Case study: MakeStaticSite and Pagefind


A perhaps surprising and counter-intuitive application of MakeStaticSite has been to enable site search for a dynamic database-driven site (not static, like this one). by leveraging Pagefind, likewise designed for use in Jamstack scenarios.

A site search facility was needed for Connect2Dialogue, a self-hosted WordPress site using PHP and MySQL to respond to Web requests, all fairly standard. However, it is not a blogging platform, but has been set up as a data-intensive content management system. Furthermore the data model is deeply nested with many tables (resulting especially from numerous custom fields using ACF Pro repeater fields). Hence, the usual SQL-based approach to site search, whether out-of-the-box, or available in plugins, was fiddly to set up and resulted in complex queries, involving a large number of clauses. The net effect was poor performance.

As an alternative, the problem can be approached from the front-end perspective, in terms of the web output rather than the back-end data model. This then shifts the indexing domain from SQL data to text, for which there are many possible solutions, such as Elasticsearch and Apache Solr, which are generally more efficient. Furthermore, the evolution of these and others, towards ‘serverless’ solutions, popularised by the likes of Algolia, has removed the burden of server management.

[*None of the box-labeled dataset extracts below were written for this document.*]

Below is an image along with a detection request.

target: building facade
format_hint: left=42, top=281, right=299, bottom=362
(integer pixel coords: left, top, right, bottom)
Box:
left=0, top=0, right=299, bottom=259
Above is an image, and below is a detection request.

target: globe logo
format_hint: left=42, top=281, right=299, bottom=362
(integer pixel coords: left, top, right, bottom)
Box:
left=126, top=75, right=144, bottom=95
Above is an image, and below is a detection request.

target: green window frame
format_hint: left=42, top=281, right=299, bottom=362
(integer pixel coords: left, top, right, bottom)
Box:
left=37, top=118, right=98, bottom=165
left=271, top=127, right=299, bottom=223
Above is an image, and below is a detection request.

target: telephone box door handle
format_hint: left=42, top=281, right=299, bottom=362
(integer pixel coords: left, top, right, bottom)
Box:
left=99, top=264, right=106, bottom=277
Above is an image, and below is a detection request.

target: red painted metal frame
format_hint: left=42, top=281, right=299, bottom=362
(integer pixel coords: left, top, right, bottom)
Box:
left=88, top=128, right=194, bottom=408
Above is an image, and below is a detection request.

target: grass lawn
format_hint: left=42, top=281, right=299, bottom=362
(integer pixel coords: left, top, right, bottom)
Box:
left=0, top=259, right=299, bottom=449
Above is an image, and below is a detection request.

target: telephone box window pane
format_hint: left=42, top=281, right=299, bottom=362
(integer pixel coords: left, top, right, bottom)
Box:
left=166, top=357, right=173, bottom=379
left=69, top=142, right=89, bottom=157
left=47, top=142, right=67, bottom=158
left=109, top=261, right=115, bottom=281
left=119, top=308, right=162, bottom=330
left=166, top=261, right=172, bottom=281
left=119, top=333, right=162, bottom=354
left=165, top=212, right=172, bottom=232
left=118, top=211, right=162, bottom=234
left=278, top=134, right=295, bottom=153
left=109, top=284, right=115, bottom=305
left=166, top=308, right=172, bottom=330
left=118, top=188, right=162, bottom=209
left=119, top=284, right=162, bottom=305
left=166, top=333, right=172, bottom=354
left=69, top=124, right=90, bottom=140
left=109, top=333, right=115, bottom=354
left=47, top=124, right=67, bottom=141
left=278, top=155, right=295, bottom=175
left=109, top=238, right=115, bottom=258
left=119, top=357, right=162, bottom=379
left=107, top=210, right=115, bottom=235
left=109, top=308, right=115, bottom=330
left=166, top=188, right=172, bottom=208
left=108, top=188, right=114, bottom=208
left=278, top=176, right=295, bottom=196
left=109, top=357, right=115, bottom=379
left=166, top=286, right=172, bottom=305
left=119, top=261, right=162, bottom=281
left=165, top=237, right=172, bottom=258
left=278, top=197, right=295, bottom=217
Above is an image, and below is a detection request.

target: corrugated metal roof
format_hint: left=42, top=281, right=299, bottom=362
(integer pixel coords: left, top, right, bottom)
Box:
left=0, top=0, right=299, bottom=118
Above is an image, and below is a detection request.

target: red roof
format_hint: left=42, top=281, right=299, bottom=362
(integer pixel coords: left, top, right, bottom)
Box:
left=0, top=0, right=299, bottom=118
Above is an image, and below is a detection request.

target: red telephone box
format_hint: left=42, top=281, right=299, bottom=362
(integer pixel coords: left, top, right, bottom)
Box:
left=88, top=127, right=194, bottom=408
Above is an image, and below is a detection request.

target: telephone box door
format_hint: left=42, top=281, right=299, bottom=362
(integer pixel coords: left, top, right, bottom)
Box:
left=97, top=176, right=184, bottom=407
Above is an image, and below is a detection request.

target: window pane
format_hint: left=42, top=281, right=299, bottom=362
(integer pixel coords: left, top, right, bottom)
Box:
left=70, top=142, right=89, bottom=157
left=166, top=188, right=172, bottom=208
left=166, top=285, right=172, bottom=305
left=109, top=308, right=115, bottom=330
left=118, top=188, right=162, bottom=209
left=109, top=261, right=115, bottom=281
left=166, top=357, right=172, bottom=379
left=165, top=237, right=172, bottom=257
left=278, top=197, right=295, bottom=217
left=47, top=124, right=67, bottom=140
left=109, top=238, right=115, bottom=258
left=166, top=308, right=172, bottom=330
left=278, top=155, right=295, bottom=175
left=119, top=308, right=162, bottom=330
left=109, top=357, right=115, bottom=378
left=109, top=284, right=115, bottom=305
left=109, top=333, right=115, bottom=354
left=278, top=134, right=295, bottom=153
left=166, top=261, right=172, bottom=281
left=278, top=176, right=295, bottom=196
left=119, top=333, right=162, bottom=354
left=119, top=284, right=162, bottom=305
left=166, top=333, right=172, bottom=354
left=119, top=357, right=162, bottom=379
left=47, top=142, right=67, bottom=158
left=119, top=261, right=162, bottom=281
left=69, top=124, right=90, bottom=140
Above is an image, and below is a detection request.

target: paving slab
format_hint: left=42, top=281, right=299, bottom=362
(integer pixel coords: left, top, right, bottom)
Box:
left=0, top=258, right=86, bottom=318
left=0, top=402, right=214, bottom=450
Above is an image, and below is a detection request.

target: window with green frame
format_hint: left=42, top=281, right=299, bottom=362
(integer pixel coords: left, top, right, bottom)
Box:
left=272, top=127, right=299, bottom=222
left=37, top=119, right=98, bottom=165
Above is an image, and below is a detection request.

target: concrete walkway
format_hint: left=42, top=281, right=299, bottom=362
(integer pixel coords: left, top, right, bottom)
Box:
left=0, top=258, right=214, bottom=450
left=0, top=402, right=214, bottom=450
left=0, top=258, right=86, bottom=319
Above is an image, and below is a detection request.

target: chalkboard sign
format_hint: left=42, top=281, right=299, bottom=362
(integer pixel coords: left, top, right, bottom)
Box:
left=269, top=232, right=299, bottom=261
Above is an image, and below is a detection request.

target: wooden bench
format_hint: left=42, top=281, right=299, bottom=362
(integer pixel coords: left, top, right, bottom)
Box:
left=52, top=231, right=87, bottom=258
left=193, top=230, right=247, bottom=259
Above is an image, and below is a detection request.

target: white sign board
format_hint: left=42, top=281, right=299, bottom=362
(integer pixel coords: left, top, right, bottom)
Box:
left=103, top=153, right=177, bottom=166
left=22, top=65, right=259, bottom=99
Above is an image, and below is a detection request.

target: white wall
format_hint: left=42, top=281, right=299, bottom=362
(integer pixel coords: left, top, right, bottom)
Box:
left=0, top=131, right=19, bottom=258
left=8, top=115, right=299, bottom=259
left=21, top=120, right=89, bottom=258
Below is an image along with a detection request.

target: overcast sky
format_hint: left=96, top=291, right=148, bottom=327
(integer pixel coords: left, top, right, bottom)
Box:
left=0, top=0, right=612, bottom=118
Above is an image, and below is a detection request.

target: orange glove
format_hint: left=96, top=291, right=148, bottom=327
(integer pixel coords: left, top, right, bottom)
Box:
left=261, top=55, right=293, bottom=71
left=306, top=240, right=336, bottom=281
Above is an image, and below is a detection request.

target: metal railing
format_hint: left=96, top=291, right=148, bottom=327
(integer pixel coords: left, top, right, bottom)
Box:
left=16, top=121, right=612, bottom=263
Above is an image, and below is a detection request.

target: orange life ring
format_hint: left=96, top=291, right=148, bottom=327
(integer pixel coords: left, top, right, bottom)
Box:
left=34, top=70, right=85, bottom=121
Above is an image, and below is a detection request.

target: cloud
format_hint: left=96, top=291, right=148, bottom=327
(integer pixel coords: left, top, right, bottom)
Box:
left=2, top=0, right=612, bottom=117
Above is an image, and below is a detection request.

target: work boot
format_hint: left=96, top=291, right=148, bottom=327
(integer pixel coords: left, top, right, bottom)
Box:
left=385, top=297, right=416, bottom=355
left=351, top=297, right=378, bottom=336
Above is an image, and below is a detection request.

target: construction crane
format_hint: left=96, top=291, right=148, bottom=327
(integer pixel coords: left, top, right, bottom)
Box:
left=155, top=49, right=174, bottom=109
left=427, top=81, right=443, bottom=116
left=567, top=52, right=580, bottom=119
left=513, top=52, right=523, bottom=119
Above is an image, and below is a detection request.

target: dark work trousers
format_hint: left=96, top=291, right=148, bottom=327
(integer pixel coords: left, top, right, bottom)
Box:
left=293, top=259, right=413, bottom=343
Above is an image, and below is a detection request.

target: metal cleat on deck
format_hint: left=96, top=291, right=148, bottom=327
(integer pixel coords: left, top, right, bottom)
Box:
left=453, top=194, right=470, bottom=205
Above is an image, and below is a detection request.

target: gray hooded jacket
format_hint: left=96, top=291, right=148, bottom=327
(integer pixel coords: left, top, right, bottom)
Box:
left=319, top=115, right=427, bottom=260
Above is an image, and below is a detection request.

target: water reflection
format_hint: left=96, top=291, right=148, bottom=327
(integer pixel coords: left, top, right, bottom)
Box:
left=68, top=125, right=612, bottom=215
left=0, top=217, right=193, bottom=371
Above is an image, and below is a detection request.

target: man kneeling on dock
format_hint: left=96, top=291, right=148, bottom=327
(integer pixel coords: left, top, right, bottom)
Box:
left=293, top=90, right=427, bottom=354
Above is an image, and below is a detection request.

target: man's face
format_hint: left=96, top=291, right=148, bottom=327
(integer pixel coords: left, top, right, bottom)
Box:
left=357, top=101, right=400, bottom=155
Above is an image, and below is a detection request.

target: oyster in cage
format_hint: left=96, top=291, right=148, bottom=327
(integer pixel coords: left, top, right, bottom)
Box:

However, these solutions usually create dependencies as most are commonly leveraging third party services, with implications for data protection. And there is still a technical gap to be bridged: the data has to be mapped to a format that allows processing in such a way that generates appropriate results, which requires transformation of data guided by semantic knowledge.

Given this site uses Lunr.js via a fork of the WP Static Search plugin, what about that? Unfortunately, the plugin only indexes standard pages and posts, which for Connect2Dialogue amount to around 50 altogether, when there are actually around 1400 distinct web pages for individuals and organisations. Also, the plugin is only really suitable for small sites.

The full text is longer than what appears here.